Edinburgh University Press has confirmed a new NESLi2 agreement with JISC Collections for 2012.
The agreement provides libraries with access to all EUP journals via the NESLi2 SMP initiative. The journals are available in two collections:
1. The EUP Complete Collection: 39 journals
2. The EUP Complete Collection (no new titles): 34 journals
Customers can place orders for the collections at NESLi2 discounted rates through JISC Collections, via an agent or direct with Edinburgh University Press. All journal content provided under the NESLi2 licence is hosted on EUP Journals Online (http://www.euppublishing.com) which offers fully COUNTER-compliant usage statistics.

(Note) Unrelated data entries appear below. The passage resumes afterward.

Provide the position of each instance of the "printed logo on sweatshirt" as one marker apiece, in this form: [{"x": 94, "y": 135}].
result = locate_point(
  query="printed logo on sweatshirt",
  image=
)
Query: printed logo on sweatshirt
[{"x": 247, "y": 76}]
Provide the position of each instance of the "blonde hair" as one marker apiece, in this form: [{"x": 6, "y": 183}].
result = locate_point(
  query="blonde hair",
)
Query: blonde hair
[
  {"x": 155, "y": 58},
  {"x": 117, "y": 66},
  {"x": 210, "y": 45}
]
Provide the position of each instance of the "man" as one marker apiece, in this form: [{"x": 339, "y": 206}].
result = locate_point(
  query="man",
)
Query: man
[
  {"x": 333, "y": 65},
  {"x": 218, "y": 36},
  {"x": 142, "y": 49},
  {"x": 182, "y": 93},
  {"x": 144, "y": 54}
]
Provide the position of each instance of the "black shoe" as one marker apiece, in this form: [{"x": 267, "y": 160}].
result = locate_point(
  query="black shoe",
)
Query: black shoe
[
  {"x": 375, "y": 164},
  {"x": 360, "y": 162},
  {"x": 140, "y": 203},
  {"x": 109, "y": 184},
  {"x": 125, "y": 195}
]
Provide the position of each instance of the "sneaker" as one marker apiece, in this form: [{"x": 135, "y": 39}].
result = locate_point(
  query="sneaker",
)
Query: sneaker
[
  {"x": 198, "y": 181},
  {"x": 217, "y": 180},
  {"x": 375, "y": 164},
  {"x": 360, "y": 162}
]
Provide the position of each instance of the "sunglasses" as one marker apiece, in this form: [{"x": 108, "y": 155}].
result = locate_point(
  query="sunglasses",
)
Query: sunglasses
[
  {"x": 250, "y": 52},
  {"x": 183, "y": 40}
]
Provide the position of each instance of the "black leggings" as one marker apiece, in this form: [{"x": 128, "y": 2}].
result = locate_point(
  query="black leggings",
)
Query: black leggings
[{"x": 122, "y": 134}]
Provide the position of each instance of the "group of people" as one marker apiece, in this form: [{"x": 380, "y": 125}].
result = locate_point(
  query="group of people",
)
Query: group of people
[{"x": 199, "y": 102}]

The Kindle bookstore is now providing books in five major European languages: French – 38,937 titles; German – 35,309 titles; Italian – 6,301 titles; Spanish – 15,145 titles
and Portuguese – 3,247 titles.
This new Web exhibition, “Building a National Medical Library on a Shoestring: 1872, the First Year.” focuses on the dramatic 1872 change in the library’s mission when “the Library embarked on a venture to acquire the most complete set possible of medical books and journals. Billings and his work set the course for the Library’s identity today as the world’s largest medical library.”